If you have better confidence in one guess or less confidence in an other the values could be weighted.
You never really know what the actual value is a given time but do know it is changing. You can guess at it's value like 9.9999468 is just a guess even if the real value is 9.99994681 or even 9.9999468 with what we have you just cannot know for sure. There can alway be another digit.
Anyone want to poke some holes in what I wrote?
Does anyone have a better way to come up with a Cal value for a fluke 10 volt reference without sending it out for calibration?
Where could send it to get a better calibration and what would it cost?
On Thu, Mar 26, 2015 at 8:03 PM, J. L. Trantham <jltran at att.net> wrote:
> A couple of years ago, I sat my 735C, a (at that time) recently
> Agilent calibrated 3458A, and two 731B's on a bench and have left the
> references on, with battery back-up for any power failure. I have
> turned the 3458A off and on a number of times in the interim.
> When I set all this up, I adjusted the 735C to 10.000000 VDC as best I
> could using the then recently calibrated 3458A and adjusted the 731B's
> to match the 735C using the 3458A as a 'null' meter.
> Tonight, after the 3458A had been on for several weeks, I did the
> 'AutoCal All' on the 3458A and read each of the references.
> The 735C measures about 10.000016 VDC, and the 731B's measure about
> 10.000005 VDC each, within about 2 uV of each other.
> In the next couple of months, I plan to send the 3458A back to
> Agilent/Keysight for recalibration and see what the meter measures 'as
> received' and 'as left'.
> We'll see how close it is to being 'in tolerance' 'as received'.
> Hope this helps.
> -----Original Message-----
> From: volt-nuts [mailto:volt-nuts-bounces at febo.com] On Behalf Of Orin
> Sent: Monday, March 23, 2015 12:36 AM
> To: Discussion of precise voltage measurement
> Cc: richiem5683 at gmail.com
> Subject: Re: [volt-nuts] Fluke 731B
> Some really good information has already been posted. Here is what I
> have found.
> I posted a comparison of the 731B against the Geller Labs SVR-T here:
> There were within 1ppm of each other over 48 hours and 3.8 deg K.

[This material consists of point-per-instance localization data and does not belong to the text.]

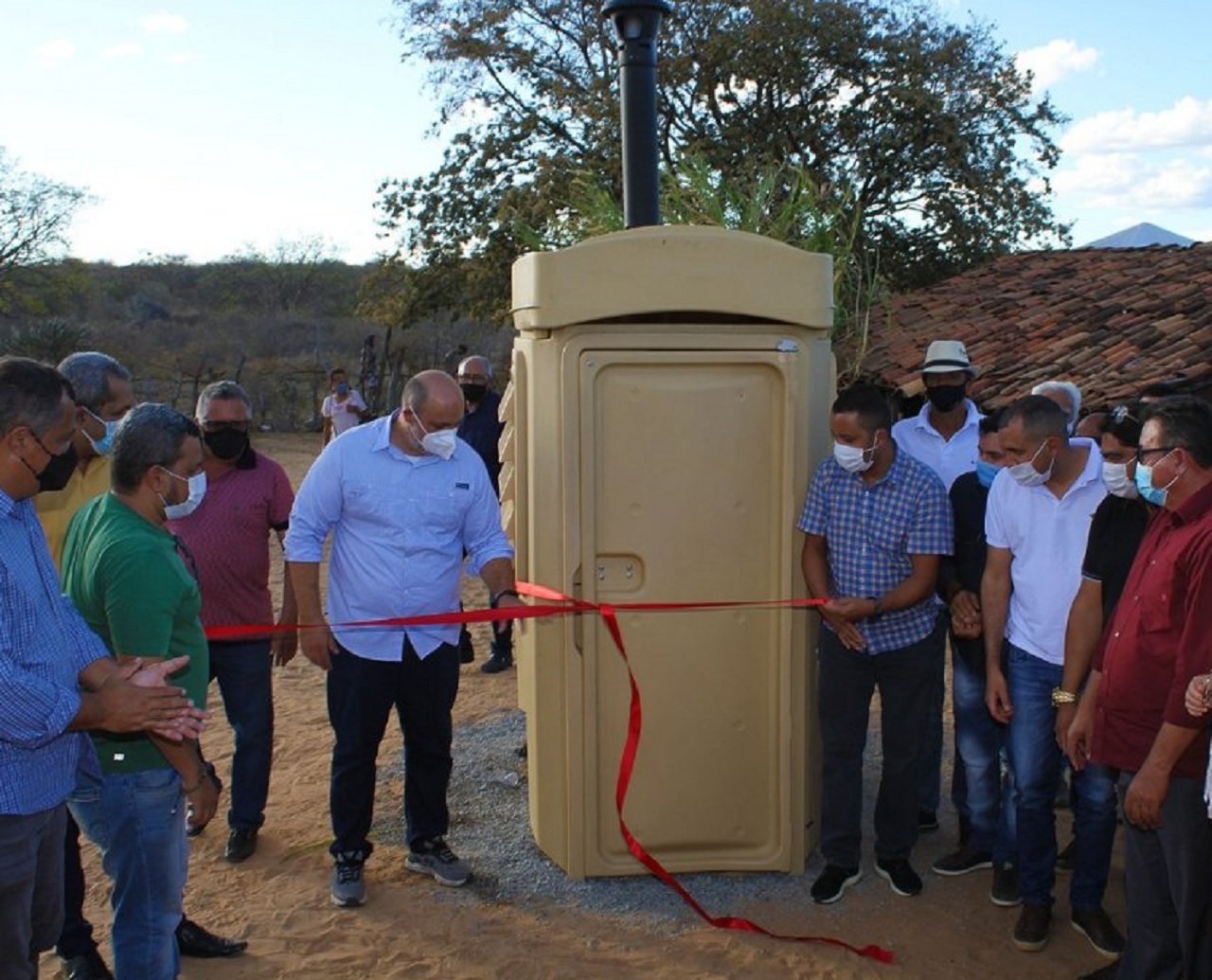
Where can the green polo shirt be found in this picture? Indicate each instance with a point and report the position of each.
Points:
(133, 588)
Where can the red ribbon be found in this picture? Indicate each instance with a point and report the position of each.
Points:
(557, 603)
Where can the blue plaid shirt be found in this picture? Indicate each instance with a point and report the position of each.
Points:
(44, 645)
(870, 532)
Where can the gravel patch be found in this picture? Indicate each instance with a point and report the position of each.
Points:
(490, 828)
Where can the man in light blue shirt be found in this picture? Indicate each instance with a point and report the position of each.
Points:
(56, 676)
(403, 499)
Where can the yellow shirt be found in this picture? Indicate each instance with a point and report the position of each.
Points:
(55, 510)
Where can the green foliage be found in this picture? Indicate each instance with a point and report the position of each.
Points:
(921, 131)
(35, 213)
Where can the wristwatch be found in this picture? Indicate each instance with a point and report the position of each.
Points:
(1060, 697)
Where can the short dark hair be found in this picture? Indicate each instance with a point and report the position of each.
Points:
(1185, 421)
(91, 372)
(151, 435)
(868, 403)
(30, 395)
(1124, 423)
(1040, 417)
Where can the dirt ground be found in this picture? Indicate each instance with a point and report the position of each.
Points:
(410, 928)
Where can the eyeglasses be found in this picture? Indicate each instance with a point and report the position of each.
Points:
(219, 426)
(1142, 452)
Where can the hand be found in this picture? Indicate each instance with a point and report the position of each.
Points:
(848, 608)
(1199, 695)
(966, 615)
(203, 801)
(318, 646)
(1065, 715)
(1142, 803)
(998, 697)
(284, 645)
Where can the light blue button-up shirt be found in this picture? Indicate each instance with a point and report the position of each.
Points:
(44, 646)
(401, 527)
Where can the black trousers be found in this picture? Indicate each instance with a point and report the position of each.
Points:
(362, 694)
(77, 936)
(1169, 888)
(905, 679)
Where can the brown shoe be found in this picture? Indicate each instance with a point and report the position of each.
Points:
(1031, 929)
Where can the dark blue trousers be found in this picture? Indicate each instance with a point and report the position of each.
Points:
(362, 694)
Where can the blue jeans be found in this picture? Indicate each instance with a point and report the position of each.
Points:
(1037, 762)
(979, 744)
(138, 822)
(245, 676)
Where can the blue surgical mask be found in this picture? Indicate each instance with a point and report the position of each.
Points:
(1148, 490)
(986, 472)
(104, 445)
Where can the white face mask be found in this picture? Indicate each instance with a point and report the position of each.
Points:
(1119, 484)
(1025, 472)
(853, 458)
(440, 443)
(197, 492)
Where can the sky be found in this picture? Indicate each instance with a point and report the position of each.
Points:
(207, 127)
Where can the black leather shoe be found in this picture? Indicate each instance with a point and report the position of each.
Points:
(87, 967)
(241, 842)
(194, 940)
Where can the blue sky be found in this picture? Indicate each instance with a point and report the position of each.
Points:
(206, 127)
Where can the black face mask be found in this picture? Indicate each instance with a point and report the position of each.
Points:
(946, 396)
(472, 393)
(227, 443)
(57, 472)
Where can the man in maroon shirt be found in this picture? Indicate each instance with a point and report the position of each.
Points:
(227, 538)
(1132, 715)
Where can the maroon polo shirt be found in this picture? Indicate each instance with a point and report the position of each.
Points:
(1159, 637)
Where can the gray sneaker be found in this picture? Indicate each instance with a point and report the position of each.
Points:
(348, 889)
(434, 858)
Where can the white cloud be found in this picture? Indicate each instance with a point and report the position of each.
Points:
(165, 23)
(1186, 124)
(1055, 61)
(53, 53)
(1119, 181)
(125, 50)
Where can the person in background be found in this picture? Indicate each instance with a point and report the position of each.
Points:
(57, 680)
(122, 571)
(877, 523)
(1136, 712)
(247, 502)
(481, 429)
(987, 811)
(343, 408)
(1067, 395)
(1037, 526)
(405, 501)
(103, 396)
(943, 437)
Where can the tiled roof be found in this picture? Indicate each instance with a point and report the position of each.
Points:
(1109, 320)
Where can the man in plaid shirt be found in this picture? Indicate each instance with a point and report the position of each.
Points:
(877, 524)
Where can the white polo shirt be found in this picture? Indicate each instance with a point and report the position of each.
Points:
(1047, 541)
(947, 456)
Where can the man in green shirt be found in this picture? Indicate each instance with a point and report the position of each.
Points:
(129, 579)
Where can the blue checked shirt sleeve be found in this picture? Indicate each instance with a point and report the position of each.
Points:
(932, 530)
(814, 516)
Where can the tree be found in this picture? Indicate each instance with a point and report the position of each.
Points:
(35, 213)
(924, 129)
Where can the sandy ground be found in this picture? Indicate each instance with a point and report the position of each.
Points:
(412, 928)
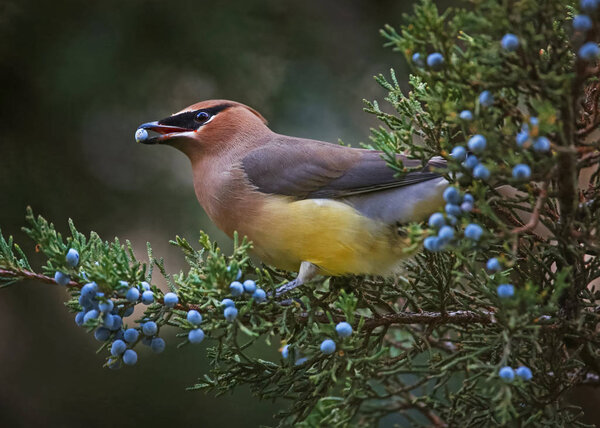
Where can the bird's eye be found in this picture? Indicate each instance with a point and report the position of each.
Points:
(202, 117)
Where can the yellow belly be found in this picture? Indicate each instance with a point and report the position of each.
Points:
(327, 233)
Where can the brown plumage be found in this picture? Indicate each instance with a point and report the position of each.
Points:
(333, 208)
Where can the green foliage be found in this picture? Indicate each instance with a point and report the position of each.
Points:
(427, 344)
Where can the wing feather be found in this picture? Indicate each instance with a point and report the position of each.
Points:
(314, 169)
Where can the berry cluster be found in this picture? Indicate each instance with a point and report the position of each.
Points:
(237, 289)
(104, 314)
(507, 373)
(583, 23)
(456, 206)
(327, 347)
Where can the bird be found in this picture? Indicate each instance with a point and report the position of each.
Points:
(309, 206)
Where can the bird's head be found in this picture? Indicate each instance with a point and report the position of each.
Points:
(203, 126)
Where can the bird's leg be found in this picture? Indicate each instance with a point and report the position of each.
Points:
(307, 272)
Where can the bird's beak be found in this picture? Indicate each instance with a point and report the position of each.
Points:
(166, 132)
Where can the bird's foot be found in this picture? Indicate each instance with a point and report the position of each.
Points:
(287, 287)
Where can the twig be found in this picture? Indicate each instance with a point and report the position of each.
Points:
(25, 274)
(535, 217)
(453, 317)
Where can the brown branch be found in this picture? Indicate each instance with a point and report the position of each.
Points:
(535, 217)
(25, 274)
(453, 317)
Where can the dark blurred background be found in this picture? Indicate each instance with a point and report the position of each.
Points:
(77, 78)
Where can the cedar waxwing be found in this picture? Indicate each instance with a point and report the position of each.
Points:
(318, 207)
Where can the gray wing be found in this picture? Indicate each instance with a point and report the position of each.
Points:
(313, 169)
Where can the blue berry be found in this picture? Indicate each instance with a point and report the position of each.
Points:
(194, 317)
(432, 243)
(238, 275)
(130, 357)
(249, 286)
(230, 313)
(79, 318)
(589, 51)
(102, 334)
(481, 172)
(466, 206)
(493, 265)
(149, 328)
(505, 291)
(435, 61)
(589, 5)
(147, 297)
(446, 233)
(477, 143)
(72, 257)
(114, 363)
(524, 373)
(452, 195)
(417, 58)
(61, 278)
(227, 302)
(117, 348)
(196, 335)
(459, 153)
(132, 295)
(107, 306)
(117, 321)
(90, 315)
(141, 135)
(301, 361)
(522, 138)
(507, 373)
(236, 288)
(471, 162)
(171, 300)
(486, 99)
(436, 220)
(466, 115)
(521, 172)
(510, 42)
(541, 144)
(259, 295)
(343, 329)
(131, 335)
(328, 346)
(453, 209)
(158, 345)
(473, 231)
(89, 289)
(582, 23)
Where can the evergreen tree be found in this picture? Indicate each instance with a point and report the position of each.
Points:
(491, 324)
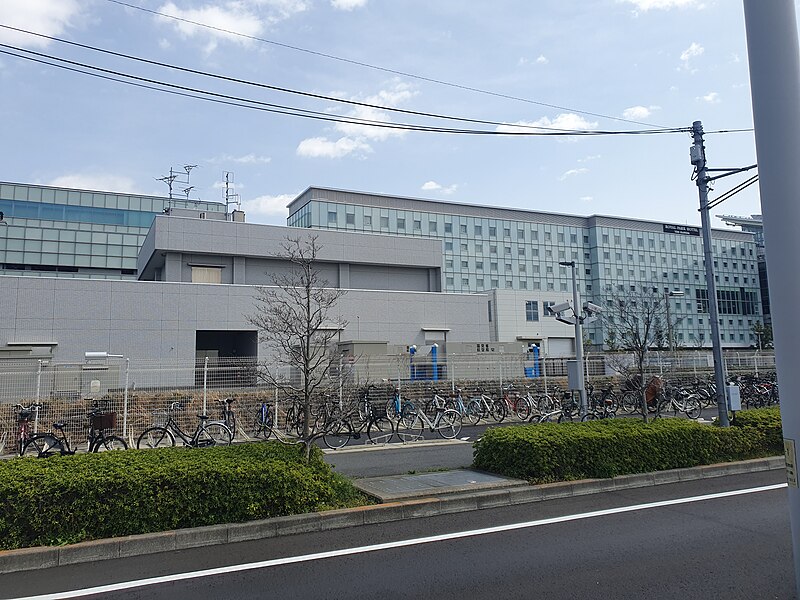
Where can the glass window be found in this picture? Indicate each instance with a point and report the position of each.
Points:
(531, 310)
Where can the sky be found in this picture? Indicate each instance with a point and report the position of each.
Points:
(508, 66)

> I'm currently running a comparison against the reference from an HP
> 3458A, using an Agilent 34461A in _ratio_ mode. A screen capture
> follows if the list lets it through. There is only 5 hours here as I
> just updated the 34461A firmware (it adds another digit to the scaling
> limits on the trend chart and is definitely worthwhile).
> One thing about the 731B is that it if the NiCd pack is dead or fully
> charged(!), there will be much more noise on the output. I designed a
> 'high-side' switch to switch between AC and battery power and it
> improves noise when the NiCd is fully charged. (The original design
> is a diode switch and if you have a NiCd pack which has a high voltage
> when fully charged, the half-wave rectified AC that is used to charge
> the NiCd pack leaks through to the voltage reference power supply.)
> A big WARNING. If a 731B still has its NiCd pack installed, replace it.
> I had Batteries Plus make me a replacement pack. About $30 as I recall.
> If the NiCd pack isn't installed, you need to remove the diode that
> goes from the battery pack to the voltage reference supply, or you'll
> get unfiltered half-wave rectified AC on your voltage reference power
> supply and it does get into the output!
> My 731B seems to be doing quite well IMO, being within 1ppm of the new
> at the time Geller SVR-T. It has also been reading 9.99996 to 9.99997
> on the 34461A for the last year (as long as I don't turn on the 8568A
> that is next to the 34461A... the 8568A blows warm air into the 34461A
> and then all bets are off).
> [image: Inline image 1]
> On Sat, Mar 21, 2015 at 1:02 PM, Richard Moore <richiem5683 at gmail.com>
> > Hi all — realisitcally, what sort of stability can be expected from
> > a fully functional 731B regarding variation in ambient temp a few
> > degrees C around 23, and for long-term drift?
> > Fluke’s specs are very conservative, and I think the 731 is far
> > better than the specs would lead you to believe, but I have no
> > practical experience with these units.